Neutral salt spray tests were conducted by two other laboratories Shorts and Fokker on
a limited number of coatings. Although the actual times to red rust for undamaged panels
varied considerably between the three laboratories, there was general agreement
regarding the relative performances of the coatings.
As plated
SermeTel 984 > ED cadmium >ED zinc – nickel ˜ ED zinc – cobalt – iron
Plated + post plating treatment
SermeTel 984 + 985 > Pass. ED cadmium > Pass. ED Zn-Ni ˜ Pass. ED Zn-Co-Fe
As indicated in section 4.1, the thicknesses of the different coatings studied varied
considerably. The thicknesses were specified by the various coating suppliers to give the
desired combinations of corrosion protection, adhesion, frictional properties etc. The
SermeTel 984 coating for example has a mean thickness of about 40μm compared with
PVD aluminium, which was found to be 18 – 22μm thick. Previously published work has
looked at the dependence of time to red rust on coating thickness [2]. This shows that for
relatively thin coatings an almost linear relationship exits. However for thicker coatings,
small increases in coating thickness have a large effect on the time to red rust.

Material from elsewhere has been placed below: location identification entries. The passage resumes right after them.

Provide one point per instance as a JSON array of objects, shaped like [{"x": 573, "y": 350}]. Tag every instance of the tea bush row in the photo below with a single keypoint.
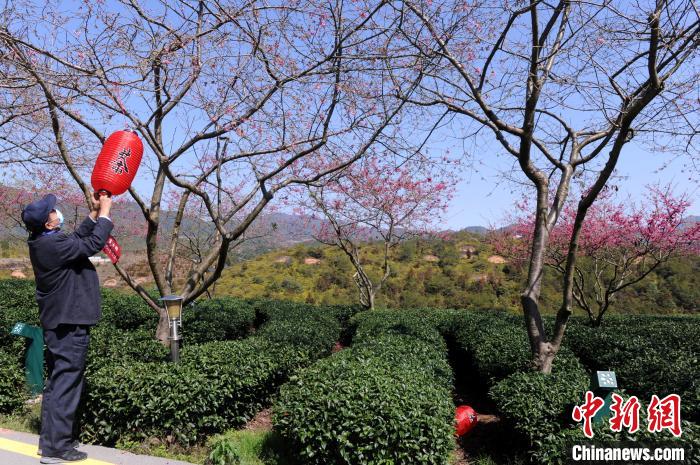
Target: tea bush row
[
  {"x": 386, "y": 399},
  {"x": 216, "y": 385}
]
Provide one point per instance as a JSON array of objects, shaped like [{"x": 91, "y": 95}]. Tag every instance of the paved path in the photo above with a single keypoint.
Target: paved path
[{"x": 20, "y": 449}]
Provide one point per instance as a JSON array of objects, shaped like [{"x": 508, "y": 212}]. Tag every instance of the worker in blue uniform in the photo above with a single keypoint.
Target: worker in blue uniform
[{"x": 68, "y": 295}]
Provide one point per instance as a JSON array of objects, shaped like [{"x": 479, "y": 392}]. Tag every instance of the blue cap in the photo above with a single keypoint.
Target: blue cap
[{"x": 36, "y": 213}]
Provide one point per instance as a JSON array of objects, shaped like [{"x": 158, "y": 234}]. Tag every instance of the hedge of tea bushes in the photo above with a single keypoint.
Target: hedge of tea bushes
[
  {"x": 386, "y": 399},
  {"x": 216, "y": 386},
  {"x": 13, "y": 392},
  {"x": 554, "y": 449},
  {"x": 649, "y": 355},
  {"x": 493, "y": 348}
]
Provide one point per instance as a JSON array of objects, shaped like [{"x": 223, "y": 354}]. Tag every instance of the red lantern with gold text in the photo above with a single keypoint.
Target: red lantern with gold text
[
  {"x": 117, "y": 164},
  {"x": 466, "y": 419}
]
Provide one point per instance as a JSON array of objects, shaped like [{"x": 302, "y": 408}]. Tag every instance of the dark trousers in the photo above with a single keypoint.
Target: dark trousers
[{"x": 67, "y": 350}]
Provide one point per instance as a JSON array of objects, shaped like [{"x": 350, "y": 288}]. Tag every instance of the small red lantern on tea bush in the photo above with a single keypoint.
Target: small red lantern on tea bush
[{"x": 466, "y": 419}]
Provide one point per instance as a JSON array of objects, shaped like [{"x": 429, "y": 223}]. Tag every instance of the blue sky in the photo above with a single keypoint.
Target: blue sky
[{"x": 483, "y": 197}]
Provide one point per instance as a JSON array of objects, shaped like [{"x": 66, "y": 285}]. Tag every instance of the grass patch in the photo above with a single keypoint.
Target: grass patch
[{"x": 256, "y": 447}]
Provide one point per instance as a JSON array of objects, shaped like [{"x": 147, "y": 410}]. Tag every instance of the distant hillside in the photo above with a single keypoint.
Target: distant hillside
[{"x": 460, "y": 272}]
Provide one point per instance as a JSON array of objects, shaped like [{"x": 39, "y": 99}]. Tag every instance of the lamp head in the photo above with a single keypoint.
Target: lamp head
[{"x": 173, "y": 304}]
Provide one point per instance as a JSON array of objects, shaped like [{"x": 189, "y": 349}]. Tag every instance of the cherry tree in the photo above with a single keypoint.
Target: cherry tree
[
  {"x": 619, "y": 245},
  {"x": 382, "y": 199},
  {"x": 561, "y": 88},
  {"x": 235, "y": 101}
]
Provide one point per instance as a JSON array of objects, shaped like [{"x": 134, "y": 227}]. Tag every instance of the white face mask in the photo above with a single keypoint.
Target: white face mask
[{"x": 59, "y": 216}]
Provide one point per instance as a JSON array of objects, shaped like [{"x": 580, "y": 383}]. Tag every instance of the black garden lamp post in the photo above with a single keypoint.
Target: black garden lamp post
[
  {"x": 173, "y": 305},
  {"x": 603, "y": 384}
]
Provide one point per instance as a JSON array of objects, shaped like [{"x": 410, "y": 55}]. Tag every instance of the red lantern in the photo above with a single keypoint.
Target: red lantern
[
  {"x": 117, "y": 163},
  {"x": 466, "y": 419}
]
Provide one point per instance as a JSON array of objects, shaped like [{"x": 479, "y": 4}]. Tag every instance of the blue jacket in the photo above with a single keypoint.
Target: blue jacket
[{"x": 67, "y": 285}]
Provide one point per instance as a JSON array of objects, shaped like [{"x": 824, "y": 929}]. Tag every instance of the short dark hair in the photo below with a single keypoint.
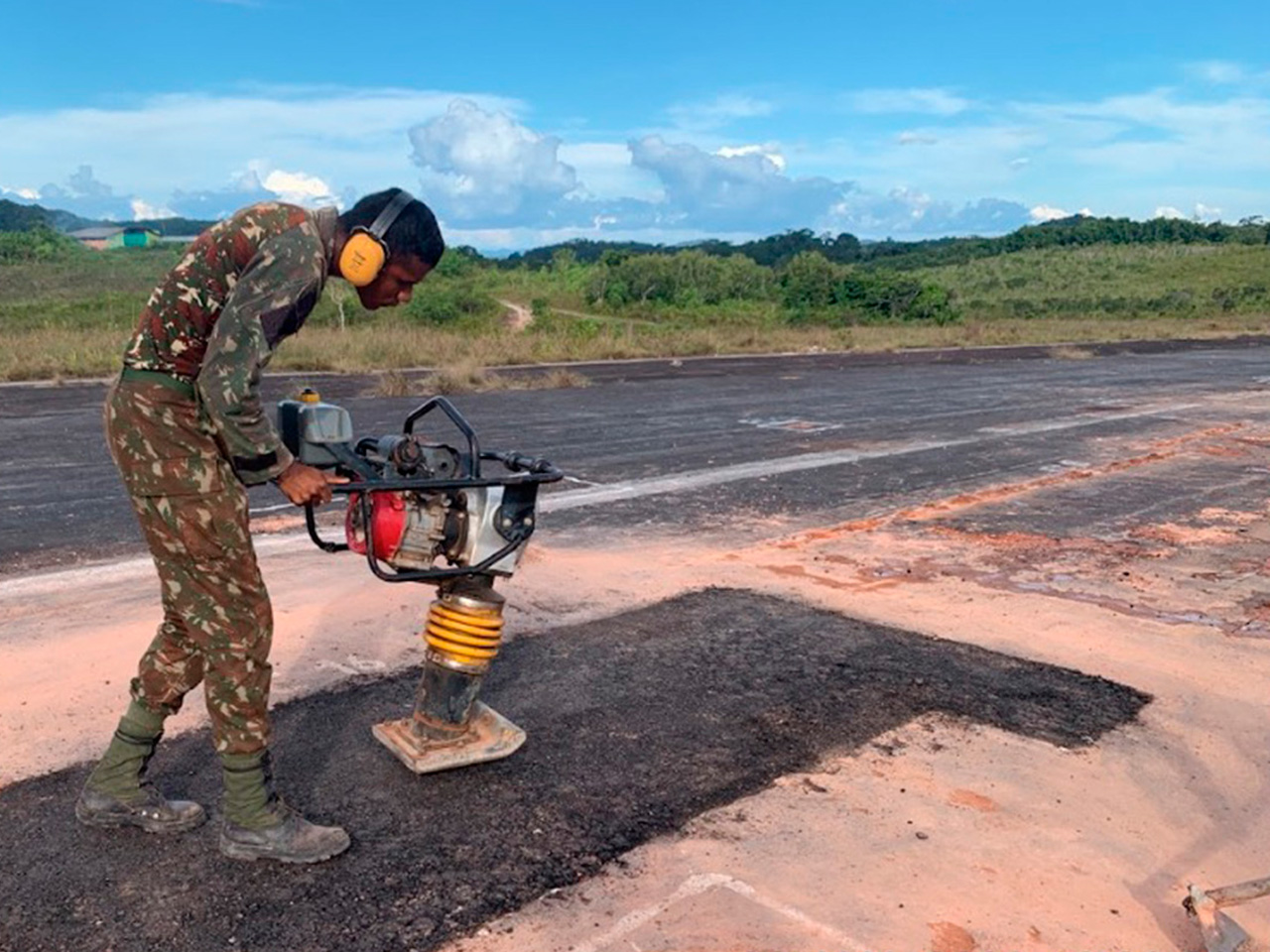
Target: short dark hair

In the present study, the results given in figure 4 have been compared taking into
account the differences in coating thicknesses. A “normalised” time to red rust was
calculated for each coating system by dividing the time to red rust by the coating
thickness. The values obtained are compared in figure 5.
From figure 5 it is apparent that whilst the as plated UMS Al-Mg, Delta-tone and
SermeTel coatings out perform cadmium plating in the neutral salt fog tests, the
passivated cadmium plating gives the highest level of corrosion protection.
In the present programme two additional accelerated corrosion tests were employed to
evaluate the coatings. These were
• Exposure to intermittent acidified salt spray (MASTMAASIS test)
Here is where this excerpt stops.